Renaat van Elslande : une nomination surtout pour le symbole. © BELGAIMAGE

26 JANVIER 1973 : LE PREMIER FLAMAND AUX AFFAIRES ÉTRANGÈRES

C’est une révolution qui était attendue de longue date. Pour une fois – pour la première fois ! – un politique néerlandophone est nommé à la tête de la diplomatie belge. En ce jour de prestation de serment, un grand sourire barre le visage du CVP Renaat Van Elslande. L’homme obtient enfin le poste qu’il convoitait depuis tant d’années. Il ne le marquera toutefois guère de son empreinte.

Depuis toujours, le service extérieur belge est un bastion francophone.

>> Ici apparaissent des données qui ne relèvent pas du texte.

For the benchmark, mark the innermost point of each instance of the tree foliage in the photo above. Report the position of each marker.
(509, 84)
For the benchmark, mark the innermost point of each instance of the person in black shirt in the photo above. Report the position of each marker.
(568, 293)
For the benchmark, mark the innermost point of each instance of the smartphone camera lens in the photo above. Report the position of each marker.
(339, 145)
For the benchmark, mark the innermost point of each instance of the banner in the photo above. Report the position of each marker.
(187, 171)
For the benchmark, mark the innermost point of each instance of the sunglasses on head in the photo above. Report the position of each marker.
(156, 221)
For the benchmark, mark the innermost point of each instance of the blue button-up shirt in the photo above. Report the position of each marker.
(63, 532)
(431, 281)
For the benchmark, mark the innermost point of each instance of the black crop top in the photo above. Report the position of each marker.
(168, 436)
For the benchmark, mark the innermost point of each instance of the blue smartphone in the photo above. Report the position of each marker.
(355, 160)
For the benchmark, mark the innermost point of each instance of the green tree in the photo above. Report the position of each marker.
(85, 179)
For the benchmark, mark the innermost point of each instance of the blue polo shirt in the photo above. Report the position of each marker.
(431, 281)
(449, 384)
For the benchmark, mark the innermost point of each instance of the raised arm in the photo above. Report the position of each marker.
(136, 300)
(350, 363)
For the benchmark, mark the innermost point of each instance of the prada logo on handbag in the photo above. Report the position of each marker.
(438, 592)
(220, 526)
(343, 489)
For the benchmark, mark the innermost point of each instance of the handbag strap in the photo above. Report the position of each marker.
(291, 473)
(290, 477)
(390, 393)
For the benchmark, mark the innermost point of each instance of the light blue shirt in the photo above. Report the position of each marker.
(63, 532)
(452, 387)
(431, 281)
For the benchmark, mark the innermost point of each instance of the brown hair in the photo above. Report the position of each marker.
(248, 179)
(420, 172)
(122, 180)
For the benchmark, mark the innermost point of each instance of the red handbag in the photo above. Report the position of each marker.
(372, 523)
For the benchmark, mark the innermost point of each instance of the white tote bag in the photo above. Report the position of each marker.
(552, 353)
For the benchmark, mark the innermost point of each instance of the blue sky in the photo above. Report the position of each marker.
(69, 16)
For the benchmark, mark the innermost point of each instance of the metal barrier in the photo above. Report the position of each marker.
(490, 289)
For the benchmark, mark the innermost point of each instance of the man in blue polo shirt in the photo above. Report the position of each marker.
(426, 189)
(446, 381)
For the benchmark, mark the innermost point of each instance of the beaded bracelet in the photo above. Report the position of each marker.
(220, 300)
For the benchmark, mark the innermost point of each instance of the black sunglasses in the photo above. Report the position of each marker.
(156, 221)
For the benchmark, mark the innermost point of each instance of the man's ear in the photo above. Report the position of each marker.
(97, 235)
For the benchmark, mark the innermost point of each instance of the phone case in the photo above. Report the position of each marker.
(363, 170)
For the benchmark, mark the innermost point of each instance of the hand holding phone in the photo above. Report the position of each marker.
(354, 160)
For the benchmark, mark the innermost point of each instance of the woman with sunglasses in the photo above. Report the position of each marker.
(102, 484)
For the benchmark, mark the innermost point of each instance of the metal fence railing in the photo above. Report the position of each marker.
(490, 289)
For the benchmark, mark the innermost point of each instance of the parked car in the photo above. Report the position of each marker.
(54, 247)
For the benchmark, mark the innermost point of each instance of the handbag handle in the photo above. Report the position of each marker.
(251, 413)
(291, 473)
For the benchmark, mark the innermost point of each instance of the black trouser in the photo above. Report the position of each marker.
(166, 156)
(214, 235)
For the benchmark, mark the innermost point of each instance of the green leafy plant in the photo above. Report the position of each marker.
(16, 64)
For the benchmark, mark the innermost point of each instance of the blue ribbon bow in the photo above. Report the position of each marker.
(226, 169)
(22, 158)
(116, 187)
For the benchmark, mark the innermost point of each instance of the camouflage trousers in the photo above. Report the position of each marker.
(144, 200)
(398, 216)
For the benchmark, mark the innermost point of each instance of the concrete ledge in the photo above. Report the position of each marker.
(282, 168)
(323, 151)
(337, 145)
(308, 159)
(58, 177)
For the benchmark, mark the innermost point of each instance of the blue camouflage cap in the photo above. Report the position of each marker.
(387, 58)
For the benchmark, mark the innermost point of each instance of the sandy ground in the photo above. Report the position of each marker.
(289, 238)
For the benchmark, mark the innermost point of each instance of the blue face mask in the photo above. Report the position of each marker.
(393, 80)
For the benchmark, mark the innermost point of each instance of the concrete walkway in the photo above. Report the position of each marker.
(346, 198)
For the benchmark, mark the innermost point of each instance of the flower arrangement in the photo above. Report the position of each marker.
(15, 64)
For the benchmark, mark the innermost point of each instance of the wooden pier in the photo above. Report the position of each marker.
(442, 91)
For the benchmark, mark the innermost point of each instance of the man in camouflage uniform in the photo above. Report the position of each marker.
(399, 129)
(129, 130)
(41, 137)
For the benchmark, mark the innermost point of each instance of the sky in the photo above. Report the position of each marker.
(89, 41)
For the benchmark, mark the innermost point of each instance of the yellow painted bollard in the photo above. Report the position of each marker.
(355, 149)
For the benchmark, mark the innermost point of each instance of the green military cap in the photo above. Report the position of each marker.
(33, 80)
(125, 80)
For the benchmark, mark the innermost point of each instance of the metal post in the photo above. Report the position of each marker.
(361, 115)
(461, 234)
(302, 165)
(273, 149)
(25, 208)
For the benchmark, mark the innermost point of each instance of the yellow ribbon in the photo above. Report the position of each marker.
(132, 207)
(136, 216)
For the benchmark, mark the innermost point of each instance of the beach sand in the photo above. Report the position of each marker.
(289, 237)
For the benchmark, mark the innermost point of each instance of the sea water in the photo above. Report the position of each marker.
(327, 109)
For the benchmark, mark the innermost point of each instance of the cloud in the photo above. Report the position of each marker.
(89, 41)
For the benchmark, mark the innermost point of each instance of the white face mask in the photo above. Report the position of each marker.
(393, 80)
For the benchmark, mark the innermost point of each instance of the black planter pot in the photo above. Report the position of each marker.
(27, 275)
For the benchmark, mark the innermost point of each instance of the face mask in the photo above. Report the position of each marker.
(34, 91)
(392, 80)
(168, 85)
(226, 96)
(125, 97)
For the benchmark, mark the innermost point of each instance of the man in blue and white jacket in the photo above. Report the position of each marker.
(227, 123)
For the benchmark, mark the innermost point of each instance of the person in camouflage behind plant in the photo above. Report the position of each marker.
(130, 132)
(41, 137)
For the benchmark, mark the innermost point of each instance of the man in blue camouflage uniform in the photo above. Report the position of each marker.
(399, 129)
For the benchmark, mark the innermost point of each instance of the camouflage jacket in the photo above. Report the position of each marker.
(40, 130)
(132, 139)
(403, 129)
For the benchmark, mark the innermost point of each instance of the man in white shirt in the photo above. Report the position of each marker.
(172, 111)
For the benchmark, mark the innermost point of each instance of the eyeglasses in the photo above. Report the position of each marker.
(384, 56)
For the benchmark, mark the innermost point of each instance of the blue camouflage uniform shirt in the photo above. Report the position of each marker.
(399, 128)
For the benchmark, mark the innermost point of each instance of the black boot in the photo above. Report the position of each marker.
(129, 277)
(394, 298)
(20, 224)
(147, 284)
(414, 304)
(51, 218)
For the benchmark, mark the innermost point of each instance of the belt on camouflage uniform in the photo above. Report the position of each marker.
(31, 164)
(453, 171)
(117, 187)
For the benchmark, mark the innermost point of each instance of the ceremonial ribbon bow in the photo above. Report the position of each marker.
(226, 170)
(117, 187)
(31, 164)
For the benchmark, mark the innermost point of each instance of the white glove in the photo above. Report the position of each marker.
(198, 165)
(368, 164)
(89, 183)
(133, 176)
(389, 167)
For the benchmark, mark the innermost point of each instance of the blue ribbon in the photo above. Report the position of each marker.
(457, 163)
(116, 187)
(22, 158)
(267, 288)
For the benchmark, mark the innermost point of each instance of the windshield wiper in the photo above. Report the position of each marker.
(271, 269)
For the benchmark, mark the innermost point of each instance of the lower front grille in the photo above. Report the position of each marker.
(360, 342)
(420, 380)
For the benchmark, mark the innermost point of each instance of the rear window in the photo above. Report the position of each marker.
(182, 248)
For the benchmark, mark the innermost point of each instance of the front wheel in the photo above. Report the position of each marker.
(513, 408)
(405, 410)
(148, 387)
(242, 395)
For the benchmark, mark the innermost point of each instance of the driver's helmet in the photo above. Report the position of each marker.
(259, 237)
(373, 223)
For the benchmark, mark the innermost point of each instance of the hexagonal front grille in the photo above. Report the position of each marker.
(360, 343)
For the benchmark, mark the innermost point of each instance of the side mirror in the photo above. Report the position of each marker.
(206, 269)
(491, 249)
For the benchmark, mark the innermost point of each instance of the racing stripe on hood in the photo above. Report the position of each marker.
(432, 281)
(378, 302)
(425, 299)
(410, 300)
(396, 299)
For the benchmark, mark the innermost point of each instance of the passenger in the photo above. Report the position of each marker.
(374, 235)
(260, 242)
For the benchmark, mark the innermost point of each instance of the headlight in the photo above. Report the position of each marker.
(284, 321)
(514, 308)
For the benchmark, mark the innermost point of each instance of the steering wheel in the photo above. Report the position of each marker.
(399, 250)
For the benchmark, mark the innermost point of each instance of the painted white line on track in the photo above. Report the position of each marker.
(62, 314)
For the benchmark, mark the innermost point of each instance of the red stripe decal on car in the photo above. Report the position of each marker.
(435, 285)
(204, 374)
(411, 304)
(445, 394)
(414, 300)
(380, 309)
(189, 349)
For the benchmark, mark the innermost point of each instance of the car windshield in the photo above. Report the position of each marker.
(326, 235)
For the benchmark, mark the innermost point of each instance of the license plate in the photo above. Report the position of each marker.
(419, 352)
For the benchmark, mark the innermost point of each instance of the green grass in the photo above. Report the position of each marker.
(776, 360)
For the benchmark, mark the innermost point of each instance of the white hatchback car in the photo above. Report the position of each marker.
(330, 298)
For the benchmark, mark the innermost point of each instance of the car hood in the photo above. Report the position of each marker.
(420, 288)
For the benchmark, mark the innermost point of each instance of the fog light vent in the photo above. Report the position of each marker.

Et de tous temps, les ministres belges des Affaires étrangères ont parlé le français. Logique : en Belgique, c’est la langue de l’élite et en Europe, c’est la langue de la diplomatie. Mais les temps changent. Petit à petit, le centre de gravité se déplace de la Wallonie vers la Flandre. Et celle-ci entend aussi pouvoir se mêler des affaires extérieures. C’est dire si, après les Hymans, van Zeeland, Spaak et Harmel, la désignation de Van Elslande est largement saluée au nord du pays.

Ailleurs, c’est plutôt le doute qui domine.  » Sa nomination n’a été que le résultat d’un dosage où son étiquette politique et sa qualité de Flamand ont pesé d’un grand poids « , écrit l’ambassadeur de France à Bruxelles.  » Il est honnête et intelligent, ajoute son homologue américain, mais il a une faible expérience des affaires étrangères et manque de profondeur intellectuelle.  » Son collègue britannique n’est guère plus enthousiaste :  » Je pense que, sous le nouveau régime, l’atmosphère ne va pas être très heureuse au ministère des Affaires étrangères.  »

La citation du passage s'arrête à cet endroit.